Zeng Min, Li Min, Fei Zhihui, Wu Fang-Xiang, Li Yaohang, Pan Yi, Wang Jianxin
IEEE/ACM Trans Comput Biol Bioinform. 2021 Jan-Feb;18(1):296-305. doi: 10.1109/TCBB.2019.2897679. Epub 2021 Feb 3.
Computational methods including centrality and machine learning-based methods have been proposed to identify essential proteins for understanding the minimum requirements of the survival and evolution of a cell. In centrality methods, researchers are required to design a score function which is based on prior knowledge, yet is usually not sufficient to capture the complexity of biological information. In machine learning-based methods, some selected biological features cannot represent the complete properties of biological information as they lack a computational framework to automatically select features. To tackle these problems, we propose a deep learning framework to automatically learn biological features without prior knowledge. We use node2vec technique to automatically learn a richer representation of protein-protein interaction (PPI) network topologies than a score function. Bidirectional long short term memory cells are applied to capture non-local relationships in gene expression data. For subcellular localization information, we exploit a high dimensional indicator vector to characterize their feature. To evaluate the performance of our method, we tested it on PPI network of S. cerevisiae. Our experimental results demonstrate that the performance of our method is better than traditional centrality methods and is superior to existing machine learning-based methods. To explore which of the three types of biological information is the most vital element, we conduct an ablation study by removing each component in turn. Our results show that the PPI network embedding contributes most to the improvement. In addition, gene expression profiles and subcellular localization information are also helpful to improve the performance in identification of essential proteins.

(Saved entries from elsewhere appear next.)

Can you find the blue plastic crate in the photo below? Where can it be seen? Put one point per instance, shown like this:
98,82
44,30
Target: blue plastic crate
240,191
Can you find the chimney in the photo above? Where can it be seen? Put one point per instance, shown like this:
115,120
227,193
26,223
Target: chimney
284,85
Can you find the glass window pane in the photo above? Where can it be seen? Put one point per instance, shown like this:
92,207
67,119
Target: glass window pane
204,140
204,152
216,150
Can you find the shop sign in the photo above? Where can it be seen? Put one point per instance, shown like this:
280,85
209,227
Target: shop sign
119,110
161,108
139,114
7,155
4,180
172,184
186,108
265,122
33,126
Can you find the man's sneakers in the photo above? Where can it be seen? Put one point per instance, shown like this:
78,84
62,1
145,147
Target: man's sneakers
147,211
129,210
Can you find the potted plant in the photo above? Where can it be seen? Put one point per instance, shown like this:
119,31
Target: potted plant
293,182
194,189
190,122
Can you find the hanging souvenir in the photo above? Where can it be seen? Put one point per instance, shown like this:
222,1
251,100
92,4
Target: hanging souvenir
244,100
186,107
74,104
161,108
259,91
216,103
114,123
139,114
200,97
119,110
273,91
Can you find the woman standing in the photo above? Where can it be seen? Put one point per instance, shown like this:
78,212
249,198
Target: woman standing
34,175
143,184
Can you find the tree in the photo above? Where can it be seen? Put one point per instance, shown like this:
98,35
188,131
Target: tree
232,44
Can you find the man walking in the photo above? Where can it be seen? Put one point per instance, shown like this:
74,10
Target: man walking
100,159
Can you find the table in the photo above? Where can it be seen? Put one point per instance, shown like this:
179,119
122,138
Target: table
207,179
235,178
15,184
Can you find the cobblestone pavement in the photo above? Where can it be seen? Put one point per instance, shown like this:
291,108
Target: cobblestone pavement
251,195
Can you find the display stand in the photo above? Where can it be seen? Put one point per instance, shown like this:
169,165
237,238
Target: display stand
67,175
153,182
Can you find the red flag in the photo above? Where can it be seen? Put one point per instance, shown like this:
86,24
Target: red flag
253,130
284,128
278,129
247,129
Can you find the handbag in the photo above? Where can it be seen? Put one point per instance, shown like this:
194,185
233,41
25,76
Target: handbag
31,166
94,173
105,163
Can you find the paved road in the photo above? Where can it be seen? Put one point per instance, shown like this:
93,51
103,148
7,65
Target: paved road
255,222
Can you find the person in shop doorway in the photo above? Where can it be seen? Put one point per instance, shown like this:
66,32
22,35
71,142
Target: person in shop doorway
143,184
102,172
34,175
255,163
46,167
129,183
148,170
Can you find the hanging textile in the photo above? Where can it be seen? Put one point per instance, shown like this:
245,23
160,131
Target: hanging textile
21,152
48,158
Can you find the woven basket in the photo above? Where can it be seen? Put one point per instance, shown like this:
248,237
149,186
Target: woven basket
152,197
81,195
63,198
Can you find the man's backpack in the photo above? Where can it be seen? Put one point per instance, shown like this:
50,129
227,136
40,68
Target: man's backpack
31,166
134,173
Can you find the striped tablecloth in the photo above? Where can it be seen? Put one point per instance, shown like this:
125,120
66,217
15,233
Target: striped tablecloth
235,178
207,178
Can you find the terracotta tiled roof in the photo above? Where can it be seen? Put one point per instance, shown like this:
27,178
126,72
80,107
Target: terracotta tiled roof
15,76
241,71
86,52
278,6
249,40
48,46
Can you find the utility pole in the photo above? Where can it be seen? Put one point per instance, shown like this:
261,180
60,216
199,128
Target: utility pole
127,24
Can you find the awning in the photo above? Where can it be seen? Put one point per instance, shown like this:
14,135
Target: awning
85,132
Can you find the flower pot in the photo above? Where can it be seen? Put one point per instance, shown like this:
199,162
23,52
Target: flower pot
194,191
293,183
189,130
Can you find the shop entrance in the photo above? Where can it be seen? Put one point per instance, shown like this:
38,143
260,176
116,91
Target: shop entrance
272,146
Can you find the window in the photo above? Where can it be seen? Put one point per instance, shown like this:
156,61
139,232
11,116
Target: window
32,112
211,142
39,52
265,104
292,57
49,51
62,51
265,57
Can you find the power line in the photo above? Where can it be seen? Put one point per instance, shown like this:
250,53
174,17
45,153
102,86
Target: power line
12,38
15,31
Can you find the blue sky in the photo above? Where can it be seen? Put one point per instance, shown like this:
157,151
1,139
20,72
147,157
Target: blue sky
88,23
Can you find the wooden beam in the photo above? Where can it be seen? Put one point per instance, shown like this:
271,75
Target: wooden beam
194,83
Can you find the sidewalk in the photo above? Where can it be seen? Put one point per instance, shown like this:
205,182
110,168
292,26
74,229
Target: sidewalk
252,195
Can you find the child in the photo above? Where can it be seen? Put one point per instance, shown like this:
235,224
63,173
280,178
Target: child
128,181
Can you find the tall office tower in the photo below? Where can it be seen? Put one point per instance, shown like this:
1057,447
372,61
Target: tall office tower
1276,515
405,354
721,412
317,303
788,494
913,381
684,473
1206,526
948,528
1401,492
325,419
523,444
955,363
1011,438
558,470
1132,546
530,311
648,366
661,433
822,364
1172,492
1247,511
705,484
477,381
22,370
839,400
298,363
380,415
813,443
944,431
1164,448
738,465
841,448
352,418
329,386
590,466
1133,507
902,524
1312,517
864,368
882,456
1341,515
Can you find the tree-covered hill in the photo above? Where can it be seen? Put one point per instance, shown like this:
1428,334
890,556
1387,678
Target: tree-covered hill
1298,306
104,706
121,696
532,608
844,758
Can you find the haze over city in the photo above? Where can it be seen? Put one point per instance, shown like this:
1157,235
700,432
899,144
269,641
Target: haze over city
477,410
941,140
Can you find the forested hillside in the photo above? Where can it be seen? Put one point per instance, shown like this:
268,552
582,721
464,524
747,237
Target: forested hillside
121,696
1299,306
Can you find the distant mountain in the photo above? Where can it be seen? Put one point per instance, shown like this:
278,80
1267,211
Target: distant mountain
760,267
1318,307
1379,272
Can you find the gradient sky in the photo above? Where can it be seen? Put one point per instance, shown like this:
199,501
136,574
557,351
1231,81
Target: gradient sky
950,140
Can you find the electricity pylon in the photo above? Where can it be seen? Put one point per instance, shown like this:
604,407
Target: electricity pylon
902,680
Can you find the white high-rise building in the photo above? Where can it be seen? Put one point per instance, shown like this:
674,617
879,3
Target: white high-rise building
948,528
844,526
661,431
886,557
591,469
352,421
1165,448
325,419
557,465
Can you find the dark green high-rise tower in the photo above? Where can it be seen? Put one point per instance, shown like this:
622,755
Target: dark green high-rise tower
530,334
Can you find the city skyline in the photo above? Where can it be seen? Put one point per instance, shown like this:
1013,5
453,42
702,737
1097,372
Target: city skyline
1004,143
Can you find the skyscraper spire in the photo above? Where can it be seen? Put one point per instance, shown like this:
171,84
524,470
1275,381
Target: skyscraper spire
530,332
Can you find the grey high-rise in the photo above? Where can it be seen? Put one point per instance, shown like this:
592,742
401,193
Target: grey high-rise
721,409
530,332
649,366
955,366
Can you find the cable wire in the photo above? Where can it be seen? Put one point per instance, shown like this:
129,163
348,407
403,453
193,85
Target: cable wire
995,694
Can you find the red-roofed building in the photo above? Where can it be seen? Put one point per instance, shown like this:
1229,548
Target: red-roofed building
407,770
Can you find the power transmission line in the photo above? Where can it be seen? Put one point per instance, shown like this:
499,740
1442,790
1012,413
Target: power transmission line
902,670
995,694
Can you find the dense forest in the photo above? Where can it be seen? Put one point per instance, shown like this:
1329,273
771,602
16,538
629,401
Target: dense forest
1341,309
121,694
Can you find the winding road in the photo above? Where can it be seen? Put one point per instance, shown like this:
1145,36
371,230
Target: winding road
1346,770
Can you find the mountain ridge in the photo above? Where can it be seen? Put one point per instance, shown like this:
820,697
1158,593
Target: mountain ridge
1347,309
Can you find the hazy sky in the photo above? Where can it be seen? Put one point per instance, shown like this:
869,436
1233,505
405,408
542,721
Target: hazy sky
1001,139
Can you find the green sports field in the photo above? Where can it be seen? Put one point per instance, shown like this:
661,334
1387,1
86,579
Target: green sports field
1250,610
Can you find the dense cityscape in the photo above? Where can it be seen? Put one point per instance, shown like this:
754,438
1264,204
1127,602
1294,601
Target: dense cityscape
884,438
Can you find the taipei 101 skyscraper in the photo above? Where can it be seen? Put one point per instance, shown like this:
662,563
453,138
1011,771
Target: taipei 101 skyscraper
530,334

为了理解细胞生存和进化的最低要求,人们提出了包括中心性方法和基于机器学习的方法在内的计算方法来识别必需蛋白质。在中心性方法中,研究人员需要设计一个基于先验知识的评分函数,但该函数通常不足以捕捉生物信息的复杂性。在基于机器学习的方法中,一些选定的生物学特征由于缺乏自动选择特征的计算框架,无法代表生物信息的完整属性。为了解决这些问题,我们提出了一个深度学习框架,无需先验知识即可自动学习生物学特征。我们使用node2vec技术自动学习比评分函数更丰富的蛋白质-蛋白质相互作用(PPI)网络拓扑结构表示。双向长短期记忆细胞用于捕捉基因表达数据中的非局部关系。对于亚细胞定位信息,我们利用高维指示向量来表征其特征。为了评估我们方法的性能,我们在酿酒酵母的PPI网络上对其进行了测试。我们的实验结果表明,我们方法的性能优于传统的中心性方法,并且优于现有的基于机器学习的方法。为了探索三种类型的生物信息中哪一种是最重要的元素,我们依次去除每个组件进行了消融研究。我们的结果表明,PPI网络嵌入对性能提升的贡献最大。此外,基因表达谱和亚细胞定位信息也有助于提高必需蛋白质识别的性能。